Petitioner has failed to meet her burden of proving that the student is homeless under State or federal law. In this appeal, the record is completely devoid of any proof concerning petitioner’s current living arrangement, other than allegations in an attachment to the petition that the housing is temporary and transitional and the “[a]greement is month to month.” Indeed, petitioner answered “No” to the question: “[a]re child’s/youth’s parent(s) or legal guardians homeless?” on the State Education Department’s form petition for an appeal involving a homeless child or youth (see Appeal of T.C., 55 Ed Dept Rep, Decision No. 16,502). Consequently, petitioner has failed to prove that the student’s current address is not fixed, regular or adequate. There is no information whatsoever about this address in the record and, thus, no proof relating to the adequacy of such residence. Although petitioner suggests that the residence is temporary because she rents it on a month-to-month basis and intends to return to the district, petitioner’s month-to-month rental arrangement and intention to move back to respondent’s district do not make the residence temporary or transitional (Appeal of M.W., 46 Ed Dept Rep 151, Decision No. 15,471). Therefore, petitioner has failed to meet her burden of proving that she lacked a fixed, regular and adequate nighttime residence.

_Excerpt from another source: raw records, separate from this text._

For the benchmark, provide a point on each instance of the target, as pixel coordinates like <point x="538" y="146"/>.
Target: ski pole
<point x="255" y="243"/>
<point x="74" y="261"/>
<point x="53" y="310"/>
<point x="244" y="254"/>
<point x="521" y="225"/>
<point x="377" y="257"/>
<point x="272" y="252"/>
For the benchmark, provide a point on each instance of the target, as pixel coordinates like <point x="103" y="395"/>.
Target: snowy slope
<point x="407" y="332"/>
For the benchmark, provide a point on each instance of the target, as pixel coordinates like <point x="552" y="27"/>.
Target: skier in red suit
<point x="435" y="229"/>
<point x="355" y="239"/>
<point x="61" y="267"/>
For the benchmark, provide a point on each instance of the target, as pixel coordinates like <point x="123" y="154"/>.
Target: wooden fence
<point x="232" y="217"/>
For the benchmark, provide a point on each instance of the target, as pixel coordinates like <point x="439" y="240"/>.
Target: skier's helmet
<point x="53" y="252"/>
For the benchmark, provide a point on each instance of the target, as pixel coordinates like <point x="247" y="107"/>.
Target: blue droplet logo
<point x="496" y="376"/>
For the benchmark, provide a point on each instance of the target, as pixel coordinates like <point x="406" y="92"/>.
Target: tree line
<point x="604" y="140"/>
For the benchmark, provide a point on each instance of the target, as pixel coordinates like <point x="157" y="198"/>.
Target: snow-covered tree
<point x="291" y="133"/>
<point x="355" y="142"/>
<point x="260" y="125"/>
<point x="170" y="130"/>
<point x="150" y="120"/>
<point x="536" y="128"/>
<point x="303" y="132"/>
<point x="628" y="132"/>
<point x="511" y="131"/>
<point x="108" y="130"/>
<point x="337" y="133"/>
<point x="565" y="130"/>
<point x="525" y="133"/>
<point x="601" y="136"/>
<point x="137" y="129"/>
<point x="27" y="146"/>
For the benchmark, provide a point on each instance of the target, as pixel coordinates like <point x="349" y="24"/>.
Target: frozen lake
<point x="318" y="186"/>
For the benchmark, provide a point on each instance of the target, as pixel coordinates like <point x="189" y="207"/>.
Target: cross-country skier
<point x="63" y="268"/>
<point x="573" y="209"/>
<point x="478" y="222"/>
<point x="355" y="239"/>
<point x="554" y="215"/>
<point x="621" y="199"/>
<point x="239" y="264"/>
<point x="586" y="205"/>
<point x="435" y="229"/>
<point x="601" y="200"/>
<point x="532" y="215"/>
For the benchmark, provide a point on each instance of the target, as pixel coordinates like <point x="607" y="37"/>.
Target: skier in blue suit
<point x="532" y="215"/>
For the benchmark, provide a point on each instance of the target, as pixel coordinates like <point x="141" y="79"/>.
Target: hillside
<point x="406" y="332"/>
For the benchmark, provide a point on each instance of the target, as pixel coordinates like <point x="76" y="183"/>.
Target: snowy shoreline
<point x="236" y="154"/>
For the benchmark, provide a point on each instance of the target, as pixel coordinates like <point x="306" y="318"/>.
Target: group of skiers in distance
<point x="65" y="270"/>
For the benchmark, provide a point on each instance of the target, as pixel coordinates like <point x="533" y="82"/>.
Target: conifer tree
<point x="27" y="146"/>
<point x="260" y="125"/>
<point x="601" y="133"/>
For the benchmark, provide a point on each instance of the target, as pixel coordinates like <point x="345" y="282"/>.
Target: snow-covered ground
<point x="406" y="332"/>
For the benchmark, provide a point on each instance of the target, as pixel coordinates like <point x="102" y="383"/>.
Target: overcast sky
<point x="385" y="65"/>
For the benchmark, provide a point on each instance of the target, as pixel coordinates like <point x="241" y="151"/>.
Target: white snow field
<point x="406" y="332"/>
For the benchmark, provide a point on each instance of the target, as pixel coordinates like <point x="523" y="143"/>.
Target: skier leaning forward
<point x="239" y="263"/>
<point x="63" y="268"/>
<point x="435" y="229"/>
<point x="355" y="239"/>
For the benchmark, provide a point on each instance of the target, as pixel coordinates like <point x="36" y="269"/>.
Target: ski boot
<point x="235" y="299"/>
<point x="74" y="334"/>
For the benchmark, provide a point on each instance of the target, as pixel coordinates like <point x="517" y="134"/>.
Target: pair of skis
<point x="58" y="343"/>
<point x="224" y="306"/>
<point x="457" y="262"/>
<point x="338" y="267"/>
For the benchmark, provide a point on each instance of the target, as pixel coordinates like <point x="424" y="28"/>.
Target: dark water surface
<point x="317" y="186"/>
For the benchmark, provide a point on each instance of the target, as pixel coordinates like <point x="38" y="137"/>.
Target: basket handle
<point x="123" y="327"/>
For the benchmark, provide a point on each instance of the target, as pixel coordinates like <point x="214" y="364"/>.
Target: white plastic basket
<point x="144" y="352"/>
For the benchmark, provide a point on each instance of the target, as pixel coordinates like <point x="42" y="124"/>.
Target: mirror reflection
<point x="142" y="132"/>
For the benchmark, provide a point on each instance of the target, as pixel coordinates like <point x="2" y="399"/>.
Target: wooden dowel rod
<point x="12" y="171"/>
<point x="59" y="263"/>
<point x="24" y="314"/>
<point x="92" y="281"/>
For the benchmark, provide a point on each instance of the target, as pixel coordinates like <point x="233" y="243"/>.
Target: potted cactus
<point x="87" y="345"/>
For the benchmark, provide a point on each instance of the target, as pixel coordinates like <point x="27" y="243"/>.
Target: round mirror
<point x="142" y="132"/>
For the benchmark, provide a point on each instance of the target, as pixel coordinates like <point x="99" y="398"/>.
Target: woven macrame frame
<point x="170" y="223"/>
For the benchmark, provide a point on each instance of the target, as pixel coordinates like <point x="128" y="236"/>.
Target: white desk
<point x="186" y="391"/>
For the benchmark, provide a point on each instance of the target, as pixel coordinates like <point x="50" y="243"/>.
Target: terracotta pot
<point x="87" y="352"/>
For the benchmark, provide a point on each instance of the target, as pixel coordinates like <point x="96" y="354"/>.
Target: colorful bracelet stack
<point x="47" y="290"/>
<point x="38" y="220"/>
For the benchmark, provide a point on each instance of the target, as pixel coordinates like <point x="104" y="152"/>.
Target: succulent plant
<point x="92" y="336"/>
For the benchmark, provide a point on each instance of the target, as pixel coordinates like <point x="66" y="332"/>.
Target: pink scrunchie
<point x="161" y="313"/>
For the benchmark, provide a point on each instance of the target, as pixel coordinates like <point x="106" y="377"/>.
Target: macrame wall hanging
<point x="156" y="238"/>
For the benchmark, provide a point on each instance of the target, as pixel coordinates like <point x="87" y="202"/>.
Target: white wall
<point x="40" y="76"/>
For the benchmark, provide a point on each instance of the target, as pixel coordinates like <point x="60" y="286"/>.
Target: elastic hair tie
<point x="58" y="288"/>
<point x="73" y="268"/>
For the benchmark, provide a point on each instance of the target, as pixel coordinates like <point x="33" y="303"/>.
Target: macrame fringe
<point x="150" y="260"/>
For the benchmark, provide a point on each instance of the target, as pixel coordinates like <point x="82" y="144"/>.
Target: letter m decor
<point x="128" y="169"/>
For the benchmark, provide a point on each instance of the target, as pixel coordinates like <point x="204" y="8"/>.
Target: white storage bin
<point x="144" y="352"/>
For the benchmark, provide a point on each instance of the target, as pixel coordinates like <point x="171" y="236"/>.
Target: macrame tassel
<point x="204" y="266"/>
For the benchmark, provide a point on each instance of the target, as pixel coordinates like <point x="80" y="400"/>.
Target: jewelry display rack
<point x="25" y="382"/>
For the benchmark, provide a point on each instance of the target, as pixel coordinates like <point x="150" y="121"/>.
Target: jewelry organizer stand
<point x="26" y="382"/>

Additionally, there is no proof that petitioner’s current residence is temporary or transitional. Other than her assertions that the residence is “temporary” and rented on a month-to-month basis, petitioner has not submitted any evidence concerning her arrangement with her landlord. Consequently, the record contains no evidence that petitioner or the student need to vacate their current residence or that there is a fixed time limit as to how long they may remain (see Appeals of S.R., 56 Ed Dept Rep, Decision No. 16,987; Appeal of A.N.Z., 53 id., Decision No. 16,537; Appeal of a Student with a Disability, 52 id., Decision 16,404).
Finally, petitioner’s attempted reliance on certain statements contained in McKinney-Vento is misplaced as these provisions pertain to students who meet McKinney-Vento’s definition of “homeless children and youths.” Petitioner quotes selected statements from 42 USC §11432(g)(3) which indicate that certain enrollment decisions must be made “according to the child’s or youth’s best interest” and asserts that, here, remaining within respondent’s district is in the student’s best interest. However, these provisions apply only to students who are homeless (see Education Law §3209[f]) and, as described above, petitioner has failed to meet her burden of proof in this respect.
Thus, based upon the record before me, I am constrained to find that petitioner has failed to demonstrate that the student is homeless within the meaning of McKinney-Vento in that he lacks a fixed, regular and adequate nighttime residence or that the student is living in the kind of shelter or other accommodations set forth in Education Law §3209(1)(a). Despite the deficiencies in the present record, the record suggests that petitioner and her family have experienced economic hardship and may be at risk of becoming homeless. Although I am sympathetic to petitioner and her family’s circumstances, she has not submitted sufficient evidence in this appeal to prove that the student is currently homeless. Accordingly, I cannot find respondent’s determination that the student was not homeless to be arbitrary or capricious.
Although the appeal must be dismissed for the reasons described above, I note that petitioner has the right to reapply for admission on behalf of her child at any time, should circumstances change, and to submit any documentary evidence for respondent’s consideration.
THE APPEAL IS DISMISSED.
END OF FILE
 Education Law §3209(1)(a-1)excludes from the definition of “homeless child” a child in a foster care placement or receiving educational services under certain provisions of Education Law §3202 or Articles 81, 85, 87 or 88 of the Education Law, circumstances not presented in this appeal.